The Log Driver’s Waltz

girl rat standing on shore looking at a log-driving rat

And the award for Catchiest Tune Ever goes to . . .

Birling down, a-down white water,
That’s how the log driver learns to step lightly

et cetera. Just ask the nearest passing Canadian.

That’s “birl”, verb, not to be confused with “burl”, a sort of tumor that creates pretty wood but probably isn’t much fun for the tree in life. As far as I know, linguists have not isolated a b[V]rl phonestheme representing “round thing having to do with timber”.

At the time I made this page, the animated version of the Log Driver’s Waltz was front and center at the National Film Board of Canada as their Most Popular Film Ever. It’s now buried a little more deeply, but it will never disappear altogether. If you prefer your videos with advertising, there’s always YouTube.
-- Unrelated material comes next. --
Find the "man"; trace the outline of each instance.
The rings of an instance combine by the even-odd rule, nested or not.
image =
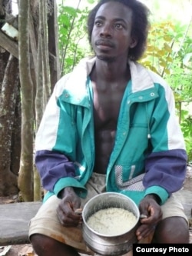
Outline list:
[[[74,211],[104,191],[129,196],[147,216],[138,241],[154,232],[157,243],[188,243],[187,219],[172,195],[187,165],[173,93],[137,63],[148,13],[137,0],[101,0],[88,20],[96,57],[55,88],[36,138],[35,162],[48,191],[29,231],[39,256],[93,254]]]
Just don’t listen too closely to the lyrics. Otherwise you’ll find yourself asking questions like, Just how many speakers are there in the song? (Looking only at the verses and ignoring the chorus, you can count either two or three.) Or you might wonder rhetorically whether skill as a dancer really is the most solid foundation for a marriage. And finally—in the film—isn’t somebody going to fish that poor priest out of the river?

No, I don’t know why the animator transformed the log driver’s hooked pole (hook facing downward) into something more nearly resembling a harpoon (hook facing upward) halfway through verse 3. Call it artistic license. But the look on the moose’s face is not to be missed.